I am trying to parse the table below but unfortunately each of nodes seems nested each other. 🙁 It is impossible to get the childnodes because it is always giving the count = 1
It is really interesting but it is finding; for example the next “tr” as the childnode of the previous tr?
Do you have any idea?
<table width="292px" border="0">
<tr>
<td>
</td>
</tr>
<tr>
<td>
<table>
<tr>
<td colspan="2" bgcolor="#FBCE9D" align="center" height="40">
</td>
</tr>
<tr>
<td bgcolor="#FFF4D2" height="25" width="60">
</td>
<td height="25" bgcolor="#e8e8e8">
</td>
</tr>
<tr>
<td bgcolor="#FFF4D2" height="25" width="60">
</td>
<td height="25" bgcolor="#e8e8e8">
</td>
</tr>
<tr>
<td bgcolor="#FFF4D2" height="25" width="60">
</td>
<td height="25" bgcolor="#e8e8e8">
</td>
</tr>
<tr>
<td bgcolor="#FFF4D2" height="25" width="60">
</td>
<td height="25" bgcolor="#e8e8e8">
</td> //Here is a missing "</tr>" and I think this one is confusing the agilitypack!
<tr>
<td bgcolor="#FFF4D2" height="35" colspan="2" align="center">
</td>
</tr>
</table>
</td>
</tr>
</table>
My code is:
var webGet = new HtmlWeb();
var doc = webGet.Load("the url where this table is located");
HtmlNodeCollection tb = doc.DocumentNode.SelectNodes("//table[@width='292px']");
var table = tb[0].ChildNodes[1].ChildNodes[0].ChildNodes[0].ChildNodes;
for (var na = 0; na < table.Count; na++)
{ .....do the work.... }
Actually this code was working like a charm before but they nested another table inside it is stucking with ChildNodes[1] because there will be no ChildNodes[1] it is always ChildNodes[0]?

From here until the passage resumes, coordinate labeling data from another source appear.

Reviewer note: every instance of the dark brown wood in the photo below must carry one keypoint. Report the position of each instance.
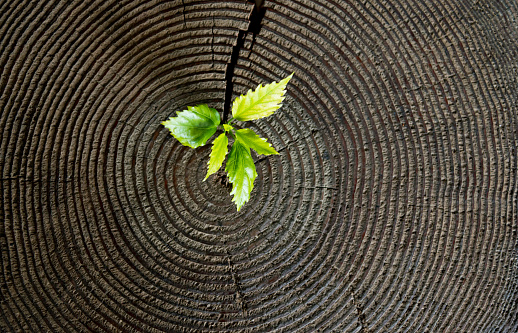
(392, 206)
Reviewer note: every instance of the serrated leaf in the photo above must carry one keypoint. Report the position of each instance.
(252, 140)
(194, 126)
(241, 173)
(217, 155)
(261, 102)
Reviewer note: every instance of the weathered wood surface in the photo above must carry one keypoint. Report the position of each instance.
(391, 208)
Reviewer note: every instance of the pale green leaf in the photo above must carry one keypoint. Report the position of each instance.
(194, 126)
(241, 173)
(252, 140)
(260, 103)
(218, 153)
(227, 127)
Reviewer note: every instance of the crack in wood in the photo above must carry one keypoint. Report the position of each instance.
(240, 299)
(254, 26)
(359, 312)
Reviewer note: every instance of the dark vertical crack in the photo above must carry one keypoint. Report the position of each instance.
(212, 42)
(254, 26)
(359, 312)
(239, 294)
(183, 12)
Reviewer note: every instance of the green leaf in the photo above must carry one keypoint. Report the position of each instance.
(194, 126)
(217, 155)
(252, 140)
(241, 173)
(227, 127)
(260, 103)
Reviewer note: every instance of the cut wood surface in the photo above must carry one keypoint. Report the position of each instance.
(392, 206)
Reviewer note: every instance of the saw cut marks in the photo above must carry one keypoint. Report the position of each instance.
(391, 207)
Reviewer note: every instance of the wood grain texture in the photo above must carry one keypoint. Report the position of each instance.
(392, 206)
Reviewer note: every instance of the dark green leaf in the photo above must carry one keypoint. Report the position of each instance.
(194, 126)
(217, 155)
(261, 102)
(241, 173)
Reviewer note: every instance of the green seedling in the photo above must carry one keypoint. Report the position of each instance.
(194, 126)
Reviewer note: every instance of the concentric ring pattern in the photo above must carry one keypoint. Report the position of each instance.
(392, 206)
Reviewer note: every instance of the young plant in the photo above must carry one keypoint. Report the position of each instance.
(194, 126)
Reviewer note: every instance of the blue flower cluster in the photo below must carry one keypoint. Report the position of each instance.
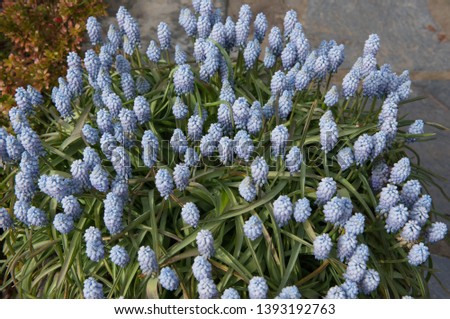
(239, 127)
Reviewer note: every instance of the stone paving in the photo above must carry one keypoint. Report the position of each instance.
(415, 35)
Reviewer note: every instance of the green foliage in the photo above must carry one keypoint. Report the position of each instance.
(40, 262)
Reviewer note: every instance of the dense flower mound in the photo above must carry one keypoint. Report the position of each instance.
(158, 170)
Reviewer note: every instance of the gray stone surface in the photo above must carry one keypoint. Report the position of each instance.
(443, 273)
(406, 42)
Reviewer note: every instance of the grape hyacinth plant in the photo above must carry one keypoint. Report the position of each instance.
(205, 172)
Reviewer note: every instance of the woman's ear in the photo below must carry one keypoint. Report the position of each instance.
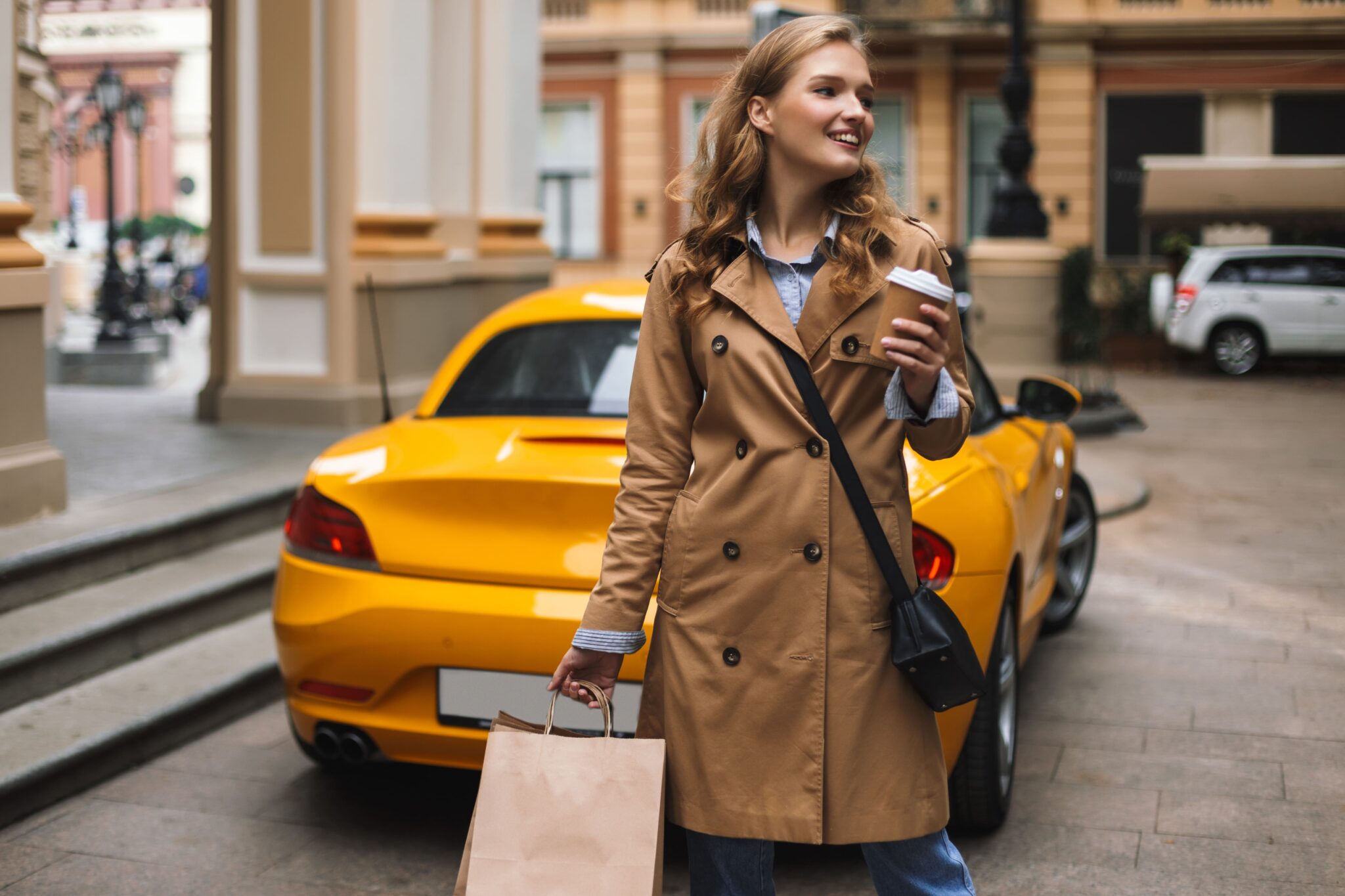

One more note; Firebug shows “/html/body/table/tbody/tr[2]/td/table/tbody” as the XPath of the nested table but as you may notice that “tbody” is not familiar with htmlagility because it is dynamically produced by the browser to eleminate the missing close tag /tr
It is really interesting but the problem was HmtlAgility pack that is actually available at Nuget! I removed it and download it from the web (http://htmlagilitypack.codeplex.com/). It is working now!